It’s easy to fit a coil to an MVHR and then call it cooling, but if it only gives you 2kW of cooling potential when you have 4kW of unwanted heating, you’re still going to overheat just not as quickly. It might help with your TM59 calcs but it certainly won’t keep you cool on a hot day.
If you’re looking for something that resembles Air Conditioning, only quieter, more energy efficient, and everywhere instead of isolated rooms, a cooling coil is only part of the solution. Besides the temperature and flow rate of the water inside the coil, it’s the amount of air you move over the coil that makes the difference. And it’s moving more air quietly and efficiently that costs the money. You effectively need a bigger MVHR system.
Traditional Air Conditioning is getting phased out for environmental reasons. If 1kg of F-gas leaks it can be equivalent to 2,000kg of CO2. Instead, the future is water-based cooling generated by a reversible heat pump, and then delivered through the MVHR. And if you need water heating and air cooling at the same time, you also need a Building Management System to control things.
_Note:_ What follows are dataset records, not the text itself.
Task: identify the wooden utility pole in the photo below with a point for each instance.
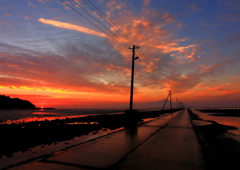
(177, 103)
(132, 77)
(170, 93)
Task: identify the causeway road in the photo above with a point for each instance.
(166, 143)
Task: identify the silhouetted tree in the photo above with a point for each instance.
(14, 103)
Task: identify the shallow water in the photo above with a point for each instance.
(20, 116)
(228, 118)
(48, 149)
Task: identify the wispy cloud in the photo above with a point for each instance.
(70, 26)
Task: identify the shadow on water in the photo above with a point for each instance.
(22, 136)
(220, 150)
(222, 112)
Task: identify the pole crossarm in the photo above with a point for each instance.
(132, 77)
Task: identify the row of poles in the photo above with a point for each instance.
(179, 104)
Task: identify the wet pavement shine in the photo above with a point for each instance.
(168, 142)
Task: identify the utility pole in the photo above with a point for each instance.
(170, 93)
(132, 77)
(177, 103)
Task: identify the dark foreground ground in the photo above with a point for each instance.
(219, 149)
(21, 137)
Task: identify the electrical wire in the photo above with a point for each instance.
(92, 23)
(103, 16)
(99, 22)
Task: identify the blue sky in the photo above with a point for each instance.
(48, 52)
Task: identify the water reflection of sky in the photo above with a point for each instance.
(224, 119)
(24, 116)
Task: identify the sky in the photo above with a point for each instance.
(63, 54)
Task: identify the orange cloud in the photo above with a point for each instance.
(70, 26)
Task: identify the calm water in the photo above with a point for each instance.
(229, 117)
(19, 116)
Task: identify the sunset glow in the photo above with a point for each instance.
(53, 57)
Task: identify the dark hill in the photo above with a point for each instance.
(14, 103)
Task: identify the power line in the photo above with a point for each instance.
(148, 72)
(102, 15)
(92, 23)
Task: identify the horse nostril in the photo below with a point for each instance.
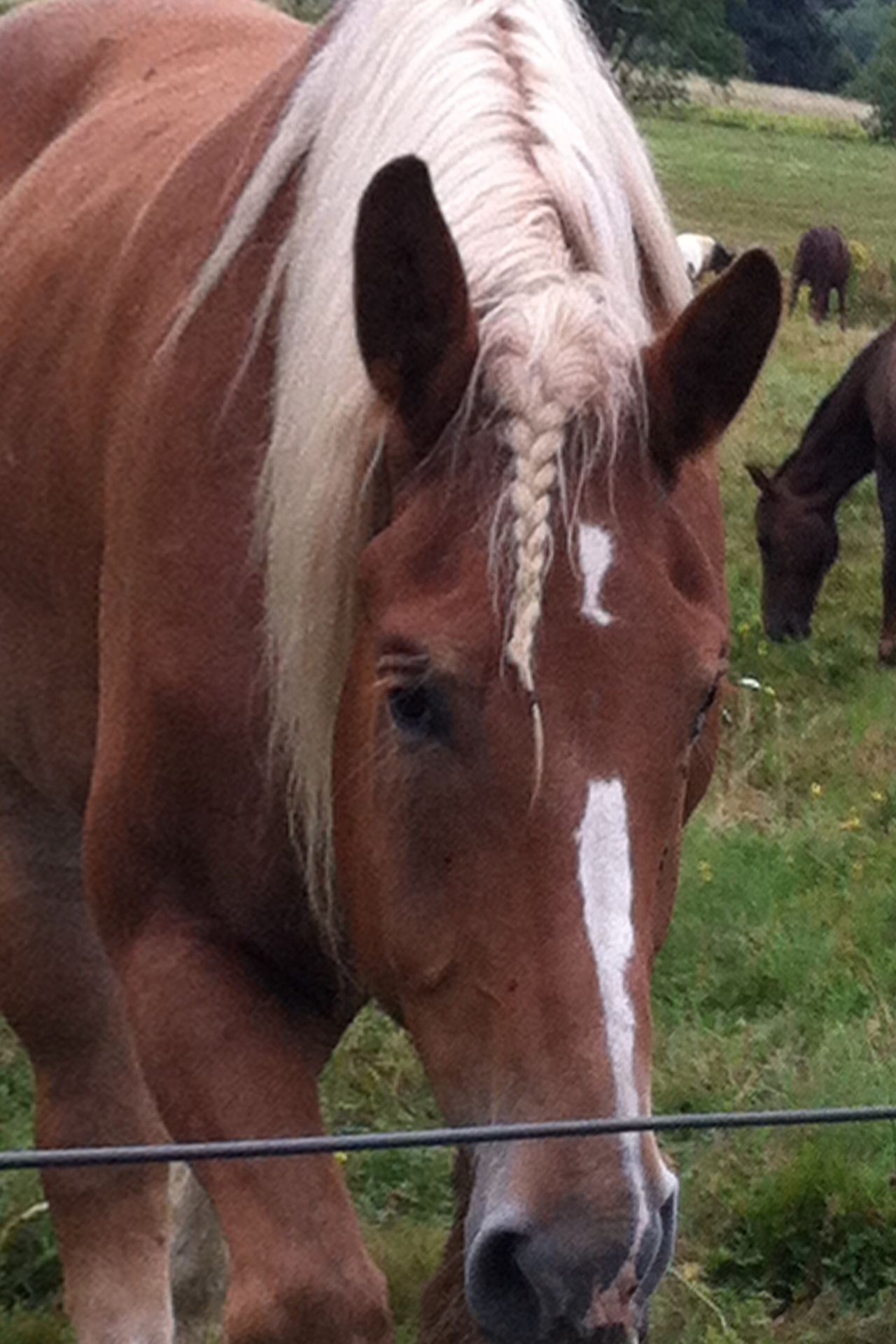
(500, 1294)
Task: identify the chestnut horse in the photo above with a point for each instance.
(363, 619)
(822, 262)
(850, 435)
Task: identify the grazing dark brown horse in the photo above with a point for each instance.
(822, 262)
(363, 617)
(852, 433)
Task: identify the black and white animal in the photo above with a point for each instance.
(703, 254)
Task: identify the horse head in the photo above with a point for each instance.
(516, 755)
(798, 543)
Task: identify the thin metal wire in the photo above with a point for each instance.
(318, 1144)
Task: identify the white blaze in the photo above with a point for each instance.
(605, 878)
(596, 558)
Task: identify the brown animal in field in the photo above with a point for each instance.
(363, 631)
(824, 264)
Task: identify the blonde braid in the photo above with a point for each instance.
(536, 448)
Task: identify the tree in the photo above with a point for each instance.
(645, 39)
(883, 81)
(790, 43)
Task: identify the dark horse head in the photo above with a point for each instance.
(798, 545)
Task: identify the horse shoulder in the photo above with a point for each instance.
(99, 242)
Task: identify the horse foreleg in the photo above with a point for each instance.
(227, 1059)
(887, 499)
(61, 997)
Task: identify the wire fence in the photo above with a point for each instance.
(312, 1145)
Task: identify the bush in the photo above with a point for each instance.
(883, 84)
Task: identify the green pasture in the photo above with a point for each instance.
(778, 984)
(757, 178)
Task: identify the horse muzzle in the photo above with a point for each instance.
(575, 1280)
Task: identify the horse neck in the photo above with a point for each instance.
(837, 449)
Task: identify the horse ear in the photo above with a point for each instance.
(415, 327)
(761, 479)
(699, 372)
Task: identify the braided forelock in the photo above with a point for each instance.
(554, 355)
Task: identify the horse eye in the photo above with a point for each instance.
(419, 711)
(703, 713)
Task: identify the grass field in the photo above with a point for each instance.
(778, 983)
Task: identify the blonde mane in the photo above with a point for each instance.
(555, 210)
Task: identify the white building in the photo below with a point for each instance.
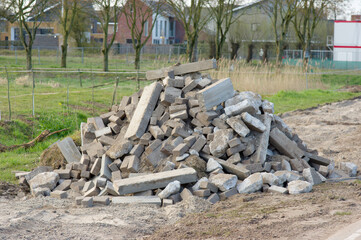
(347, 41)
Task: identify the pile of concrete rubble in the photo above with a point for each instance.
(184, 135)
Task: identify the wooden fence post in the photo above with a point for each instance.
(115, 91)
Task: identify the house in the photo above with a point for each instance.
(167, 29)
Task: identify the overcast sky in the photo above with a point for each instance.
(355, 8)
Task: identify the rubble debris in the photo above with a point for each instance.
(184, 137)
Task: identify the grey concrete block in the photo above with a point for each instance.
(215, 94)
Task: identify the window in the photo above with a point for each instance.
(156, 28)
(171, 28)
(146, 28)
(254, 27)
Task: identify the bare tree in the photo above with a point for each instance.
(108, 11)
(189, 13)
(69, 10)
(309, 14)
(140, 18)
(281, 13)
(222, 15)
(336, 8)
(29, 16)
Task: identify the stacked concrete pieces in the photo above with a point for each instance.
(185, 135)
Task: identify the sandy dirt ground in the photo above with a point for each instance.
(334, 130)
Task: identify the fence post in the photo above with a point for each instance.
(7, 77)
(32, 71)
(39, 55)
(82, 55)
(126, 55)
(115, 91)
(81, 84)
(16, 56)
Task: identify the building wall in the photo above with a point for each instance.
(347, 41)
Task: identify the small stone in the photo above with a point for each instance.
(277, 189)
(171, 188)
(213, 198)
(224, 181)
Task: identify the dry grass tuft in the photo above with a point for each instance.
(265, 78)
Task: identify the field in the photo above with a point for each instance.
(64, 99)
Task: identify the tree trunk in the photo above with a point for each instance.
(29, 64)
(105, 60)
(235, 47)
(250, 52)
(64, 52)
(137, 58)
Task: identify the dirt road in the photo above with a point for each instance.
(334, 130)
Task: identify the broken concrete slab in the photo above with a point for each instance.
(253, 123)
(224, 181)
(154, 181)
(160, 73)
(69, 150)
(143, 112)
(220, 141)
(119, 149)
(238, 126)
(215, 94)
(284, 145)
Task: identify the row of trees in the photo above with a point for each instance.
(194, 15)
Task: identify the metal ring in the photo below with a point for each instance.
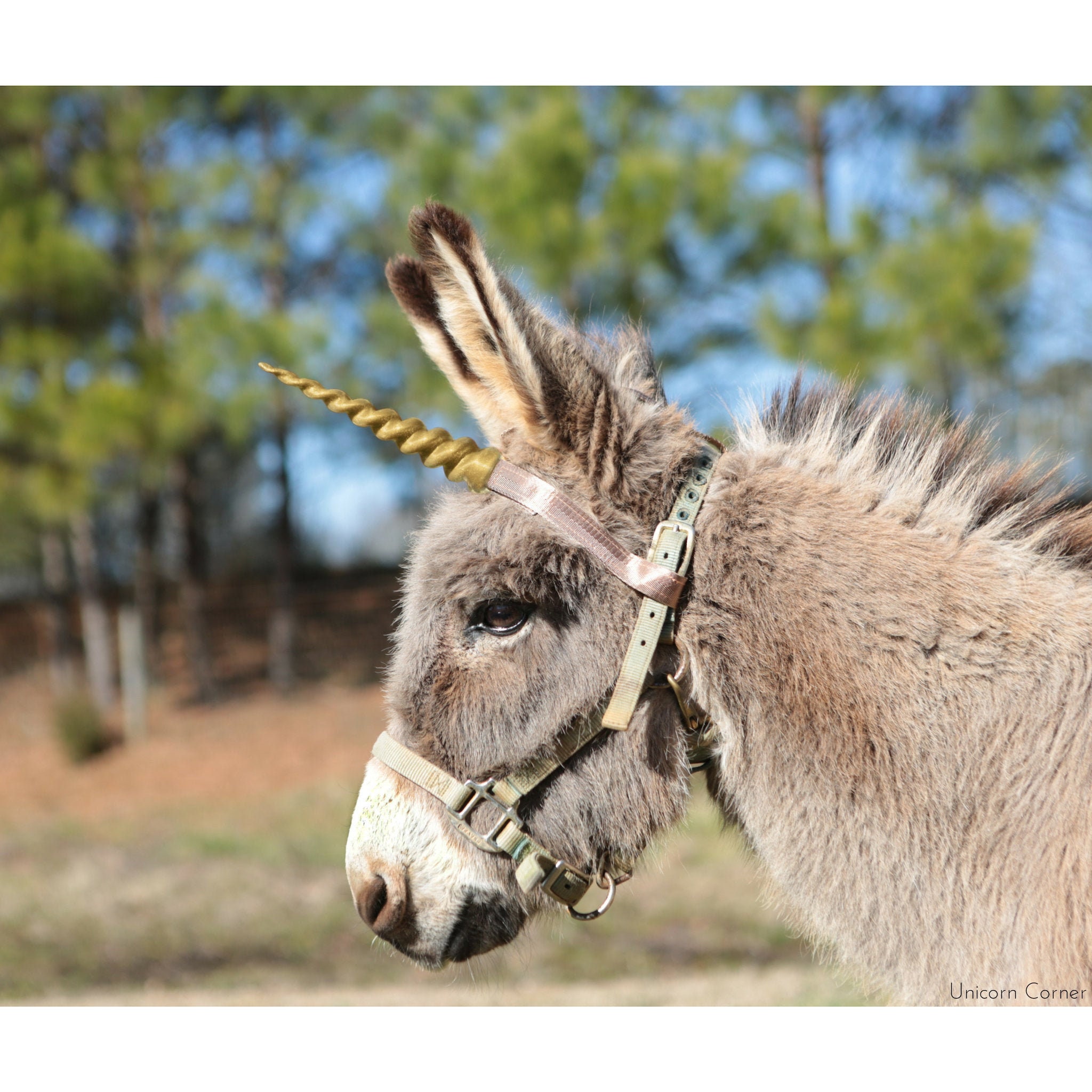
(591, 916)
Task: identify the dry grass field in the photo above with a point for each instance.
(205, 866)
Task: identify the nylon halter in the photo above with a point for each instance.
(660, 578)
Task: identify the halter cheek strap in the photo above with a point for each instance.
(660, 577)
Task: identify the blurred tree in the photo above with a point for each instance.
(57, 299)
(930, 286)
(268, 212)
(140, 180)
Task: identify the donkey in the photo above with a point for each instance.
(888, 631)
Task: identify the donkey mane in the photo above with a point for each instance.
(916, 467)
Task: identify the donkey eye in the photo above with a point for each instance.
(503, 616)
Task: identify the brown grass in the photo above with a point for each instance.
(205, 866)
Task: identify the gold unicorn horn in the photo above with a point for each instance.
(462, 460)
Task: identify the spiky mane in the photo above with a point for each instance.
(908, 462)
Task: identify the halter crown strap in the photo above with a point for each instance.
(544, 499)
(672, 548)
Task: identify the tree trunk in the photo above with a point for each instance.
(191, 583)
(58, 631)
(282, 627)
(98, 636)
(133, 674)
(146, 598)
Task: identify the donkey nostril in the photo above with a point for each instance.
(381, 904)
(373, 900)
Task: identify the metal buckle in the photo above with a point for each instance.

To meet the minimum background ventilation rate in a domestic property you need to replace all the air inside the property every 2.5 hours. Or to put it technically, your MVHR must achieve 0.4 Air Changes per Hour (ACH). But if you want to cool the building too you need a lot more air movement. More than double, or at least 1.0 ACH to be precise. Any less and it’s like trying to cool a sauna with an ice cube.
To achieve that amount of air movement you need more pipes, bigger pipes, and normally a more capable machine. You also need to insulate all the supply pipes so the air stays chilled until it reaches the rooms you’re trying to cool. The duct lagging also prevents condensation problems when warm air tries to evaporate on what is a cold surface.
You can’t add more ducting or lag pipes after the plasterboard goes up, even if you can add a coil and a larger machine, so for that reason MVHR cooling is impossible to retrofit later. It’s now or never.
Done properly, MVHR cooling should capable of dropping the indoor temperature by around 10oC compared to outdoors, as well as keeping the whole property below 25oC for over 90% of the year. i.e. meeting the requirements of Passivhaus.
Note: Under building regulations AC doesn’t qualify as ventilation, so if you want it you’ll need MVHR too. And because one system moves considerably more air than the other, when you have both in the same property the ventilation can be compromised.
Before you plan any active cooling for the property you should start with a passive cooling strategy. Something to prevent the heat getting in so you don’t have to pay to take it out. Simple interventions like heat reflecting underlay, solar control glazing, exterior shading and/or exterior blinds, better insulation etc. Prevention is better than cure and certainly less expensive.
Since the introduction of Part-O in June 2022 your Principal Designer is responsible for assessing and then mitigating overheating risks, either through a ‘simplified assessment method’ or ideally proper TM59 thermal modelling, because that’s the only way you’ll know for sure. Given the solutions affect your glass design/specification, the amount of air movement required, and the insulation U-values, you’d be wise to check for issues before you finish designing the property. Discovering Part-O problems when you’re already on site is not a good place to be.